Hamey then toured Europe, and was incorporated M.D. at Oxford 4 February 1629. He was admitted a Fellow of the College of Physicians of London on 10 January 1633, was eight times censor, from 1640 to 1654, was registrar in 1646 and 1650 to 1654, and treasurer 1664–6. In 1647 he delivered the Gulstonian lectures. He settled in practice in the parish of St. Clement's, Eastcheap. John Pearson's sermons on the Creed were preached in the parish church, and he became one of Hamey's friends.

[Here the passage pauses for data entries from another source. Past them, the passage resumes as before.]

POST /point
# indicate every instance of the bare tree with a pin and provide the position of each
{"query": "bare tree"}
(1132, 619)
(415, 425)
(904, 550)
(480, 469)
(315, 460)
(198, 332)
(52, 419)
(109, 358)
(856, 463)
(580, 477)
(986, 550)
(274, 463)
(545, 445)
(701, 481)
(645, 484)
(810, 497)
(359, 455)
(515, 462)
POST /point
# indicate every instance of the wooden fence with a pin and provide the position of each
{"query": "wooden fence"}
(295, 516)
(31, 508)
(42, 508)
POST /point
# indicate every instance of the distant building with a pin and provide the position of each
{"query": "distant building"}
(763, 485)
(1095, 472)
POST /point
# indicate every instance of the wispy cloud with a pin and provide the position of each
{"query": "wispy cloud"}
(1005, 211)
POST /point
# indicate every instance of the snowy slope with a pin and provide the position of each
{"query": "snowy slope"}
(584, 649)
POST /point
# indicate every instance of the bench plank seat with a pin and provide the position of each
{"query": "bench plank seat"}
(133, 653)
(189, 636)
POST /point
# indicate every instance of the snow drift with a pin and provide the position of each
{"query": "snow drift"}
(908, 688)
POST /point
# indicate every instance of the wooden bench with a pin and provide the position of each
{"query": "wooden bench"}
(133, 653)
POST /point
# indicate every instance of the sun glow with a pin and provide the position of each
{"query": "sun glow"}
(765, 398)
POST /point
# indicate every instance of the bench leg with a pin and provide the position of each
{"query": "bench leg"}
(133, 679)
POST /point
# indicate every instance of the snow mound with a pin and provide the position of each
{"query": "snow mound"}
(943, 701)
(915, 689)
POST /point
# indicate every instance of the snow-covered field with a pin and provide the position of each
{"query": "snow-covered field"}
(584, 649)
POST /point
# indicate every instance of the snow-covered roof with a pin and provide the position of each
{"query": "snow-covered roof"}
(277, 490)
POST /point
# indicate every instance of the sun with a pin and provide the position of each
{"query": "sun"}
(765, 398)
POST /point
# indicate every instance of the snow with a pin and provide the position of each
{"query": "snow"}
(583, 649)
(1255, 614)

Hamey remained in London during the First English Civil War, despite Royalist sympathies. He attended nonconformist sermons for the sake of appearances. At the Restoration in 1660 he declined a knighthood. He retired from practice in 1665, and went to live at Chelsea where he died, 14 May 1676. He was buried in the parish church, beneath a black marble slab bearing his name, the date of his death, and the sentence: "When the breath goeth out of a man he returneth unto his earth".

==Legacy==
Hamey was wealthy by inheritance and his own practice. He supported the Oxford education of John Sigismund Clewer, son of Philipp Clüver. He gave money to churches, and became a major benefactor of the College of Physicians. His gift in 1672 to the College of an estate near Great Ongar in Essex indirectly supported the physicians of St. Bartholomew's Hospital.

==Works==
Hamey's doctoral thesis De Angina was published. Several of his manuscripts were left to the College of Physicians:
- Bustorum aliquot Reliquiæ ab anno 1628, qui mihi primus fuit conducti seorsim a parentibus non inauspicato hospitii. It begins with an account of Theodore Goulston, and then gives histories of fifty-three other physicians, contemporaries of Hamey.
- Universa Medicina, a folio book of notes on medicine.
- Gulstonian Lectures.
- Notes on Aristophanes.

Adam Littleton edited in 1693 Hamey's work on the Hippocratic oath, Dissertatio epistolaris de juramento medicorum qui ὅρκος Ἱππoκράτους dicitur.

==Family==
Hamey married Ann Petin of Rotterdam. They had no children.